The Board of Directors unanimously approved the alterations of its meeting calendar for March 2020.

XV. 

The Board of Directors received a report from the Statutory Audit Committee on various matters and discussed the topics. Additionally, as required by the Nomination and Evaluation Committee, the Board unanimously approved the annual work plan of Copel’s Internal Auditing area for the 2020-2021 period.

XVI.

The Board of Directors received a report from the CEO on various corporate matters.

 

5. SIGNATURES: MARCEL MARTINS MALCZEWSKI - Chairman; DANIEL PIMENTEL SLAVIERO -  Executive Secretary; ADRIANA ANGELA ANTONIOLLI; CARLOS BIEDERMANN; GUSTAVO BONINI GUEDES; LEILA ABRAHAM LORIA; LUIZ CLAUDIO MAIA VIEIRA; MARCO ANTÔNIO BARBOSA CÂNDIDO; OLGA STANKEVICIUS COLPO; and DENISE TEIXEIRA GOMES - Meeting Secretary.

This is a free translation of the summary of the minutes of Copel’s 198th Extraordinary Board of Directors’ Meeting drawn up in the Company’s Book no. 11.

 

 

 

DENISE TEIXEIRA GOMES

Secretary

 

 
SIGNATURE
 
 
Pursuant to the requirements of the Securities Exchange Act of 1934, the registrant has duly caused this report to be signed on its behalf by the undersigned, thereunto duly authorized.
Date January 22, 2020
 
COMPANHIA PARANAENSE DE ENERGIA – COPEL
By:
/S/  Daniel Pimentel Slaviero
 
Daniel Pimentel Slaviero
Chief Executive Officer
 
 
FORWARD-LOOKING STATEMENTS

This press release may contain forward-looking statements. These statements are statements that are not historical facts, and are based on management's current view and estimates of future economic circumstances, industry conditions, company performance and financial results.
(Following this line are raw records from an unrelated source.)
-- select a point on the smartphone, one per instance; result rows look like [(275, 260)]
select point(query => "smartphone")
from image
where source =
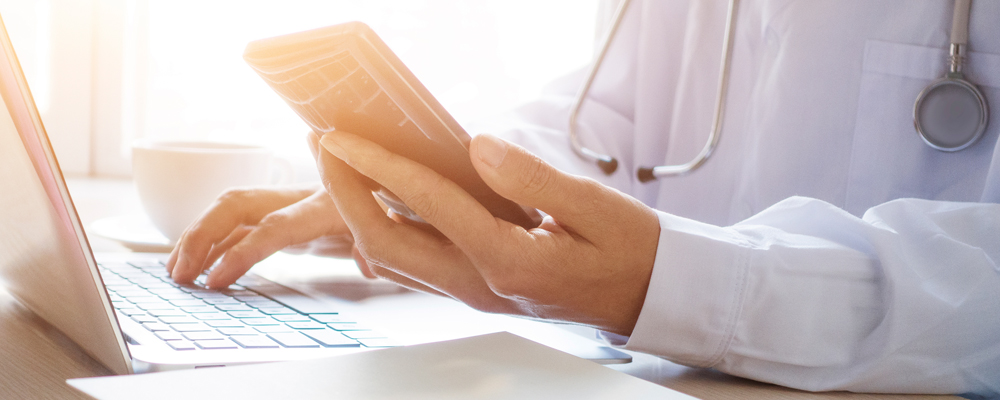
[(344, 77)]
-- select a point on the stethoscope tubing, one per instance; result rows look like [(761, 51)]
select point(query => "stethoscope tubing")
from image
[(609, 164)]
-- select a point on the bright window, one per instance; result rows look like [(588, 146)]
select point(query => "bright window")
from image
[(174, 69)]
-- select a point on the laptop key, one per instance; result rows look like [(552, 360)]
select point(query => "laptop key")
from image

The words "anticipates", "believes", "estimates", "expects", "plans" and similar expressions, as they relate to the company, are intended to identify forward-looking statements. Statements regarding the declaration or payment of dividends, the implementation of principal operating and financing strategies and capital expenditure plans, the direction of future operations and the factors or trends affecting financial condition, liquidity or results of operations are examples of forward-looking statements. Such statements reflect the current views of management and are subject to a number of risks and uncertainties. There is no guarantee that the expected events, trends or results will actually occur. The statements are based on many assumptions and factors, including general economic and market conditions, industry conditions, and operating factors. Any changes in such assumptions or factors could cause actual results to differ materially from current expectations.